The familiar carol stops at day 12, but today is
actually the 40th day of Christmas. It marks the definitive end
of the Christmas season. In Italy (and some other places), the presepio or nativity scene typically
remains in place in church until today. So two years ago at this time, when I
was studying in Rome, I had almost a full month to visit the various presepe – some monumentally elaborate,
some surprisingly simple – on display in Rome’s many churches.
In the western, Latin
Church, today is currently called the
Presentation of the Lord, but for several centuries it was also known as the Purification of the Blessed Virgin Mary.
According to
the Gospel we just heard, Mary and Joseph took the infant Jesus to Jerusalem according to the law of Moses, that is
to say, in obedience to God’s law, in order to observe two important religious
obligations. The first was the ordinary obligation to be purified after
childbirth, reflecting ancient beliefs about the sacredness of blood, and the
requirement of ritual purification after any direct contact with blood. The second
concerned the special status and religious responsibilities of a first-born son
(because of God’s having spared Israel’s first-born at the time of the Exodus).

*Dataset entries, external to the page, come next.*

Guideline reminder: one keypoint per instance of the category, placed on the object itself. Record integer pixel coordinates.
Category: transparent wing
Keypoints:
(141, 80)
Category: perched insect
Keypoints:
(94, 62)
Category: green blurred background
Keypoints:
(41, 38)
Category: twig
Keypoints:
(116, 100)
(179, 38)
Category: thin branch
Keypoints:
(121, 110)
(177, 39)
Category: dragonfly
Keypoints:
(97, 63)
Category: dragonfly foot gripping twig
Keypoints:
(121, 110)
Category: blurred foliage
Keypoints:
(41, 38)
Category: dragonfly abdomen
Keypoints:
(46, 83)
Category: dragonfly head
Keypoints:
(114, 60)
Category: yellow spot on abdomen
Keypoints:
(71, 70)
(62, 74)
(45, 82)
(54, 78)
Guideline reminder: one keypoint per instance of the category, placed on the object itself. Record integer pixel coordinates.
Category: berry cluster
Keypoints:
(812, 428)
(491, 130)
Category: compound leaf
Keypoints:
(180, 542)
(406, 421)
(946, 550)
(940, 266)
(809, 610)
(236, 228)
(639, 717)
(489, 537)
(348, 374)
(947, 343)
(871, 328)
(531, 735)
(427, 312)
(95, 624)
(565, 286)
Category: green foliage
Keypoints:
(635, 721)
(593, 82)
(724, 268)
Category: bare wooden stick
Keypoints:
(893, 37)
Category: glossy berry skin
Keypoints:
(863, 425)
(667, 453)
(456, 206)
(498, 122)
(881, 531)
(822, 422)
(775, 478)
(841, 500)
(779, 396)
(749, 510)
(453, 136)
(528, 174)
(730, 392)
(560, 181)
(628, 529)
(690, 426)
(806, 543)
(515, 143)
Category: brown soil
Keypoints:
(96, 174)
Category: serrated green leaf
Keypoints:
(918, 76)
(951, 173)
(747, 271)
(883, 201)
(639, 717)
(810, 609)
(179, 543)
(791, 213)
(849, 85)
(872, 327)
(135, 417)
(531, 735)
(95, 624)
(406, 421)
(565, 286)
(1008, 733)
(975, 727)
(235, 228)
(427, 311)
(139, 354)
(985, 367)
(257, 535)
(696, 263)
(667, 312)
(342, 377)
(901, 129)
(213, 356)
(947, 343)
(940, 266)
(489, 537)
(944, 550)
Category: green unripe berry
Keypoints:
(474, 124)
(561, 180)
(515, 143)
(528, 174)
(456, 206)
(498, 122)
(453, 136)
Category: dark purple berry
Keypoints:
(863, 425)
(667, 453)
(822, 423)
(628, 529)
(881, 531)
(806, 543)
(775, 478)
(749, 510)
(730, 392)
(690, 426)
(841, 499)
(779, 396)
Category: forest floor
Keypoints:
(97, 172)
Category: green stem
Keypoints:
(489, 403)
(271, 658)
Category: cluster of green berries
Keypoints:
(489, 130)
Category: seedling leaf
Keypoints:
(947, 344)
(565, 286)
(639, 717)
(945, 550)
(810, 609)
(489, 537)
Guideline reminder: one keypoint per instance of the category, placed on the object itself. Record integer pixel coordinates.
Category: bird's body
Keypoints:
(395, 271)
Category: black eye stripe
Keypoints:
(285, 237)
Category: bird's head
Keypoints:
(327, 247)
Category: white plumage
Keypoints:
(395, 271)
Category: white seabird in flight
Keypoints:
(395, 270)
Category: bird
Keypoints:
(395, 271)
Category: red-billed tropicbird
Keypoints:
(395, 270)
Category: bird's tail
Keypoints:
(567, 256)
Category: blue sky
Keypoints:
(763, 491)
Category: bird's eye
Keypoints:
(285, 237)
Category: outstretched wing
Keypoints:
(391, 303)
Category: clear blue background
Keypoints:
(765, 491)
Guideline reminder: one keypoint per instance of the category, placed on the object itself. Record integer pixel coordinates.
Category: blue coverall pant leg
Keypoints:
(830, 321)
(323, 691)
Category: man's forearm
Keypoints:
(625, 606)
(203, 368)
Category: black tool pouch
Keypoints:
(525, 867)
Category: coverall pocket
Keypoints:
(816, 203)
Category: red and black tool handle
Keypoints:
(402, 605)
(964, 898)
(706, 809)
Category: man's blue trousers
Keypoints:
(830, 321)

Jesus, Mary, and Joseph’s participation in these rituals highlights for us,
first, the inviolable sacredness of all human life, and, second, the special
status (and corresponding responsibilities) which now define our entire lives,
because of our relationship with Jesus.
But, whatever the official title, the most
common popular title for today’s celebration in the West has consistently
been Candlemas Day, because of the
Blessing of Candles and the Procession - originally in Rome an early morning, pre-dawn
procession, originally somewhat penitential in character – with which today’s
Mass begins.
The name Candlemas
calls attention, obviously, to the blessed candles, but also to their light
– and to Jesus the One whom that light symbolizes. The Church’s official
ceremonial says that “on this day Christ’s faithful people, with candles in
their hands, go out to meet the Lord and to acclaim him with Simeon, who
recognized Christ as ‘a light to reveal God to the nations.’ They should
therefore be taught to walk as children of the light in their entire way of
life, because they have a duty to show the light of Christ to all by acting in
the works that they do as lighted lamps.”
A secular version of Candlemas is “Groundhog Day.”
Not so long ago, everyone in the Western world knew about Candlemas Day.
Today many people, probably, have forgotten Candlemas completely. Yet even
those who may never ever even have heard of Candlemas
can recognize the folklore that connects the day with the change of seasons.
While the weather is still decidedly wintry, the days are getting noticeably longer.
Whereas Christmas comes at the mid-point of the winter’s darkness, with the
year’s shortest day and its correspondingly longest night, Candlemas comes at the mid-point between the winter solstice and
the spring equinox, the transition (according to one ancient way of reckoning
the seasons) from winter to spring. Soon, day and night, light and dark will be
equal. So this last of the great winter light festivals invites us to
look ahead to what these ancient seasonal feasts are meant to symbolize.
Today we recall with joy the Lord’s entry into his
Temple: and suddenly (so says the prophet
Malachi) there will come to the temple
the Lord whom you seek. At the same time, we hear, in wise old Simeon’s
words to Mary, the first reference to what lies ahead, the first reference to
the cross. Behold, this child is destined
… to be a sign that will be contradicted – and you yourself a sword will pierce
– so that the thoughts of many hearts may be revealed.
So, even as we take one last look back at winter and
Christmas, Candlemas looks ahead to
spring and Lent, and reminds us that the point of Christmas is Easter.
Meanwhile, Simeon and Anna’s encounter with the
infant Jesus in the Jerusalem Temple points us toward our own encounter with
the Risen Christ here and now.
In the Eastern,
non-Latin Churches, this day is appropriately called the Encounter, the Feast of Meeting. Today, Christ comes to meet us,
and we in turn get to meet him. Every Christmas we encounter
Christ in a special way in the image the infant Jesus in the manger. When we
encounter the infant Jesus in the nativity scene in church and at home, we
appreciate anew the great mystery of the incarnation of God’s Son. When Simeon
and Anna experienced in the infant Jesus the human face of God, they spoke about the child to all who were
awaiting the redemption of Jerusalem. They hastened to proclaim and share
their good news. That remains our task today – to take the light of
these candles out into our spiritually still so very dark world, and so to
share with all the light reflected in our own lives from the brightness
of the human face of God.
Homily for the feast of the Presentation of the Lord, Immaculate Conception Church, Knoxville, TN, February 2, 2014.